More than 85,000 people eligible to vote in Alberta NDP leadership race; McGowan bows out

Click to play video: 'Gil McGowan bows out of Alberta NDP leadership race'
Gil McGowan bows out of Alberta NDP leadership race
Alberta NDP leadership candidate Gil McGowan is stepping down from the race, leaving just four candidates. The race is attracting thousands of new party members and creating questions surrounding the future direction of the party. Morgan Black reports – May 13, 2024

The Alberta NDP’s membership has increased by more than five times since December. The announcement comes as one of the people vying for the party’s leadership makes the decision to bow out of the race.
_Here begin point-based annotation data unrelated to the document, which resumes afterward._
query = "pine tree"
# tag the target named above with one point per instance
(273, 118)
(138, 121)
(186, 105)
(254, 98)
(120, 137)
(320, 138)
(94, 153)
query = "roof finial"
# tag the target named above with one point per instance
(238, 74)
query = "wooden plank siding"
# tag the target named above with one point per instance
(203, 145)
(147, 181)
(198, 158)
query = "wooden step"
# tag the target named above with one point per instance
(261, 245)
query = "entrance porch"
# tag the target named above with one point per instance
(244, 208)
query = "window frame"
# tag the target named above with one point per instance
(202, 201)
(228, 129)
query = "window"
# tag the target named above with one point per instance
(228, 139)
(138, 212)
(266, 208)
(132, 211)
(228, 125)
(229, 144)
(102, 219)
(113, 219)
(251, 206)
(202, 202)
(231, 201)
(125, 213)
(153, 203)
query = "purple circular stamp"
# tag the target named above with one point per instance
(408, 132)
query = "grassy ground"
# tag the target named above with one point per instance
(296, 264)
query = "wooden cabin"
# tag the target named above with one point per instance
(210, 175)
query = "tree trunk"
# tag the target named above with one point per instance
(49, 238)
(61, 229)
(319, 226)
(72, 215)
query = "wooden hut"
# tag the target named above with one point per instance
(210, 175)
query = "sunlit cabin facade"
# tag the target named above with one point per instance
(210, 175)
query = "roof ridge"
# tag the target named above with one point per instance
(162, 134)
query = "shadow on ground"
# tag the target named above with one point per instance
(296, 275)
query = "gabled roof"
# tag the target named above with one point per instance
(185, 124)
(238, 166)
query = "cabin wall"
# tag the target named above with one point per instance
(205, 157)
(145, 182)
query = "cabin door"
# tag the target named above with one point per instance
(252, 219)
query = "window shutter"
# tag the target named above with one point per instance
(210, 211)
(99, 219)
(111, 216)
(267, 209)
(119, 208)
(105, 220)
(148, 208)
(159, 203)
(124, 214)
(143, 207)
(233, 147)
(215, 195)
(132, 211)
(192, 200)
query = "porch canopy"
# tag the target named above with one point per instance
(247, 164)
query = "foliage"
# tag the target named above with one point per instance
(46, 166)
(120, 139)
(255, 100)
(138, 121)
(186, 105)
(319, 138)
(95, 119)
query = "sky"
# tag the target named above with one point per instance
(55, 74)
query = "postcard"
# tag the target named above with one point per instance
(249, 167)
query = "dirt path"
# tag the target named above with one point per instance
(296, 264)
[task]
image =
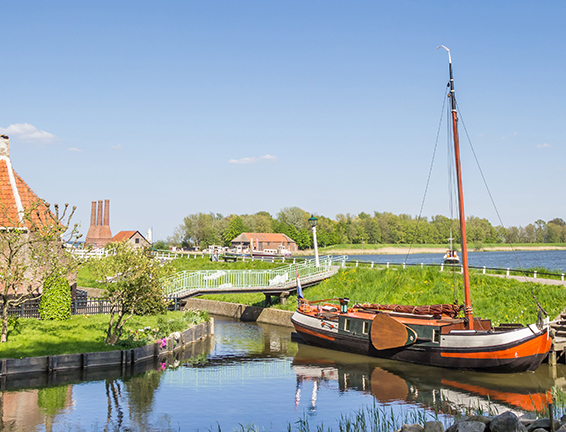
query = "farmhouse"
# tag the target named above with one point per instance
(261, 241)
(134, 238)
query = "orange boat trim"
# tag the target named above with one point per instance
(540, 344)
(307, 331)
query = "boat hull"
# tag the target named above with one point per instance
(512, 351)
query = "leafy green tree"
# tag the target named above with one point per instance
(541, 231)
(31, 251)
(56, 299)
(132, 282)
(555, 233)
(294, 216)
(235, 228)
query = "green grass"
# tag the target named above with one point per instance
(498, 299)
(84, 333)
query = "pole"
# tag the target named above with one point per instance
(315, 246)
(467, 295)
On Sunday evening, the party revealed that 85,144 members will be eligible to vote in the Alberta NDP leadership race, which is slated for June.

That number is a huge jump from the 16,224 members the party had as of Dec. 31, 2023.

“This leadership race is an historic moment for the Alberta NDP. Voters from all walks of life and all regions of the province joined the Alberta NDP because they are excited to support our party in forming the next government,” said Amanda Freistadt, chief returning officer for the Alberta NDP.

“The largest number of NDP members in Alberta’s history will be eligible to vote. We look forward to a high voter turnout given the energy and enthusiasm the race has attracted.”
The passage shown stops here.